OOD4NLU

This repository contains the code for the work Out-of-domain detection for natural language understanding in dialog systems.

The POG folder contains the pseudo OOD sample generation model code. The CNN_KL folder contains the code for a CNN-based text classifier with KL regularization.

All these codes are developed and tested using TensorFlow 1.12.0 and python 3.6.5.

Usage of POG

Install dependency

pip install -r requirements.txt

Make a new project folder (for example, project). Copy the config.json file to this folder, and make a new data folder.

mkdir project
cp ${code-folder-of-POG}/config.json project/
cd project
mkdir data

Put the following files in the data folder: ind_train, ind_dev, ood_dev, ind_test, ood_test. Each file is a tab-separated file with two columns. The first column is the intent name, and the second column is the sentence. We have prepared the CLINC150 dataset for you in POG/data. Note that the POG model does not need to use OOD data for training.

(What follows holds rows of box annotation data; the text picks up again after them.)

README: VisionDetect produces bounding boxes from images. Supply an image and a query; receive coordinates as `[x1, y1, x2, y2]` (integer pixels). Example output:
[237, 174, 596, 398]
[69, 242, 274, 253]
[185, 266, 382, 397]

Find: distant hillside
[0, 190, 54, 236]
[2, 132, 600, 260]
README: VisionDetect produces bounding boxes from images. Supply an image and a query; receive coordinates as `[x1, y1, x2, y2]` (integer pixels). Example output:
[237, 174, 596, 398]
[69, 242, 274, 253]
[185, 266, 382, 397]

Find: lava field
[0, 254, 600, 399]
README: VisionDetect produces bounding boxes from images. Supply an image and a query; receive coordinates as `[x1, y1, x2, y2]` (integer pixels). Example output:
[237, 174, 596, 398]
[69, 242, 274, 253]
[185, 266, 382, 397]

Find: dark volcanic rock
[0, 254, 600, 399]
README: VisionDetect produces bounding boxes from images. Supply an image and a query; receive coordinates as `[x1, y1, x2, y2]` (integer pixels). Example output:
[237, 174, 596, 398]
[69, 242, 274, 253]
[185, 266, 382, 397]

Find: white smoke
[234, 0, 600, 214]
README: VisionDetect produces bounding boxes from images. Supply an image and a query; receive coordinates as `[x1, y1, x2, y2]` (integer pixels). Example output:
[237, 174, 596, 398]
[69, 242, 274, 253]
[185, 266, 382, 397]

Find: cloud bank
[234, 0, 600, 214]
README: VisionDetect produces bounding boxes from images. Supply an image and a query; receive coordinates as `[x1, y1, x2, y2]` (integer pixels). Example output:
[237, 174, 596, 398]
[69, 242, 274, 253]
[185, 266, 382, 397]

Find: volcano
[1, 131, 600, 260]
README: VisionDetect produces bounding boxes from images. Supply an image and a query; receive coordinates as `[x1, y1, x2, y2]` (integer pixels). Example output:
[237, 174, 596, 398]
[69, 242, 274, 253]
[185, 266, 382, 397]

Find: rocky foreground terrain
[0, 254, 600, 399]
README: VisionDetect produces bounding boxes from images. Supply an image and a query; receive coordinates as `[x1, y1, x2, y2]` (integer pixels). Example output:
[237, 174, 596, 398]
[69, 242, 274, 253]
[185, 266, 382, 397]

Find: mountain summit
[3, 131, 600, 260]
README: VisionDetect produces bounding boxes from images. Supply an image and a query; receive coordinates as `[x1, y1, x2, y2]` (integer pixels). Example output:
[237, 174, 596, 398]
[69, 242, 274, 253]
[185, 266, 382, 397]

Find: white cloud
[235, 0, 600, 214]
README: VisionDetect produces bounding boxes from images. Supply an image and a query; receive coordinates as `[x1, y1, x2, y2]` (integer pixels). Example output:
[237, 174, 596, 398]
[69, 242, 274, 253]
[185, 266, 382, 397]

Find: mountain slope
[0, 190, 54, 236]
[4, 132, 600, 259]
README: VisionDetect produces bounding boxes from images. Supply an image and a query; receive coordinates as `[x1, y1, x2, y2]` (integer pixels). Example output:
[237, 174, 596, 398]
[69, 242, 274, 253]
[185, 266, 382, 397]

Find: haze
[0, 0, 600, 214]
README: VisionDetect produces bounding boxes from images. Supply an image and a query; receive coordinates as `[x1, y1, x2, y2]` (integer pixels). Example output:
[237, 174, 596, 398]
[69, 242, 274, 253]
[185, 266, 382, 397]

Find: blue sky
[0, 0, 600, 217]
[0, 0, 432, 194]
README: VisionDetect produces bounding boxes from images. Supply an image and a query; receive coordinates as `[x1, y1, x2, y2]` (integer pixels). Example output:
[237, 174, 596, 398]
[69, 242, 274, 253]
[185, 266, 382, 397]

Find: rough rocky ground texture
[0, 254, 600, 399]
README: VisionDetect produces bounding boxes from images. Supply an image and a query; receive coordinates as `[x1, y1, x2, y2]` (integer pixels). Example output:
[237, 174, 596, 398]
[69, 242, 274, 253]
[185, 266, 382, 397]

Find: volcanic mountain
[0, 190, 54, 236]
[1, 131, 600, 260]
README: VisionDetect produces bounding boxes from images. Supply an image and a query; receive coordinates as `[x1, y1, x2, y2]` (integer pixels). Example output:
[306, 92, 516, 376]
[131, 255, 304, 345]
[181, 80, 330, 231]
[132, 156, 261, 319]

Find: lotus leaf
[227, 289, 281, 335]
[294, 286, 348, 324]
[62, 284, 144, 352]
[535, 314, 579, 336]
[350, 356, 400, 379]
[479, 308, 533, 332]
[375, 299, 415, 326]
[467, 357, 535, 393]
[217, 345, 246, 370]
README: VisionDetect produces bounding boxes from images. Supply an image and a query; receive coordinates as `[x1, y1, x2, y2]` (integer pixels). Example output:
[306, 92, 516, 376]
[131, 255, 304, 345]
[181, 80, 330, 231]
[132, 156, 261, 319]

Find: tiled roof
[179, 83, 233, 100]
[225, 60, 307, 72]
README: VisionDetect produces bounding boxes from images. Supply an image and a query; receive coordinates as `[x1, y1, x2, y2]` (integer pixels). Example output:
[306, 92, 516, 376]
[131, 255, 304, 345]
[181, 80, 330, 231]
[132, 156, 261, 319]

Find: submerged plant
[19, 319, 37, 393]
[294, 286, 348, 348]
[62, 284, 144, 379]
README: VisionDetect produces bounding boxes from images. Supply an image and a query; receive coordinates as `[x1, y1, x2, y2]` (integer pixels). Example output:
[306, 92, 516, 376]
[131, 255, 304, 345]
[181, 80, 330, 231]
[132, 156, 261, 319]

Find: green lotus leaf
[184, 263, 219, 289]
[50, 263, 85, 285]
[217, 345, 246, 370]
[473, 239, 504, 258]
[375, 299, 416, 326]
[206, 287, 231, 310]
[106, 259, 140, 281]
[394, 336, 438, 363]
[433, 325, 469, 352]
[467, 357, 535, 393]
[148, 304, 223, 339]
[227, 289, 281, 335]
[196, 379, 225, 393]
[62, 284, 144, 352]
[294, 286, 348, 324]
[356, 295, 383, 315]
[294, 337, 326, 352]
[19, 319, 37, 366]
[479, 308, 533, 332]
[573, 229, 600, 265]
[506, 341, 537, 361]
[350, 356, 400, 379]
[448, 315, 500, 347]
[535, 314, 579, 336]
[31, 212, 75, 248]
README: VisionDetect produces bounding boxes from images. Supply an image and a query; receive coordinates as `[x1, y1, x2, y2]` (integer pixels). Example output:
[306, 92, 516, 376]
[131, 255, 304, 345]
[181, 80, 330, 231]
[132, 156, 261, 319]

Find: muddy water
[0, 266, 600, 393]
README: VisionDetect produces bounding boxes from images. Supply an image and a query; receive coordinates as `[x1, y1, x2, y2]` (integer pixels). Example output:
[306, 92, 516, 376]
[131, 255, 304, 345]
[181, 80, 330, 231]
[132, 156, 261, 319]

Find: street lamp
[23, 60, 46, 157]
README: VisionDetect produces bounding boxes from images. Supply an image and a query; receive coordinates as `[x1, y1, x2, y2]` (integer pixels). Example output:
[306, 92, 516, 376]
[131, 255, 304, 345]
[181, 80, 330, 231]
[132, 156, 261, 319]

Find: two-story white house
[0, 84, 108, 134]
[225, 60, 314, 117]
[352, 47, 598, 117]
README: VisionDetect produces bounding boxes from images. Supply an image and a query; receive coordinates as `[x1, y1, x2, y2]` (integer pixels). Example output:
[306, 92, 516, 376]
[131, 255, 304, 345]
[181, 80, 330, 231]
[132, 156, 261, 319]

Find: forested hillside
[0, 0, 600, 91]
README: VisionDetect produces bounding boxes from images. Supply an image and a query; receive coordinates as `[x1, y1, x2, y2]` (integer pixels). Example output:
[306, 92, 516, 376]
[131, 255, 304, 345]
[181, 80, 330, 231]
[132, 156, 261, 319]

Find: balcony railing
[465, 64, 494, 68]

translate	in spanish, meet me tomorrow is said how
translate	in french, how do i say, see you later
translate	how do you say hello in japanese

Change the project/config.json file to specify which data file to use.

train_file: the training file of IND data, which is ind_train
ind_valid_file: the validation file of IND data, which is ind_dev
ood_valid_file: the validation file of OOD data, which is ood_dev
ind_test_file": the test file of IND data, which is ind_test
ood_test_file": the test file of OOD data, which is ood_test

Note that our code will automatically look into the data folder for these files.

You can also specify some important hyperparameters:

word_vocab_size: maximum number of words in the vocabulary (important!)
pretrained_embed: whether to use the pretrained embedding (You can use the GloVe embedding for example)
max_decode_len: the maximum length of the decoded sentence
max_epoch: the maximum number of epochs
max_utter_len: the maximum length of the input utterance (used in the preprocessing step)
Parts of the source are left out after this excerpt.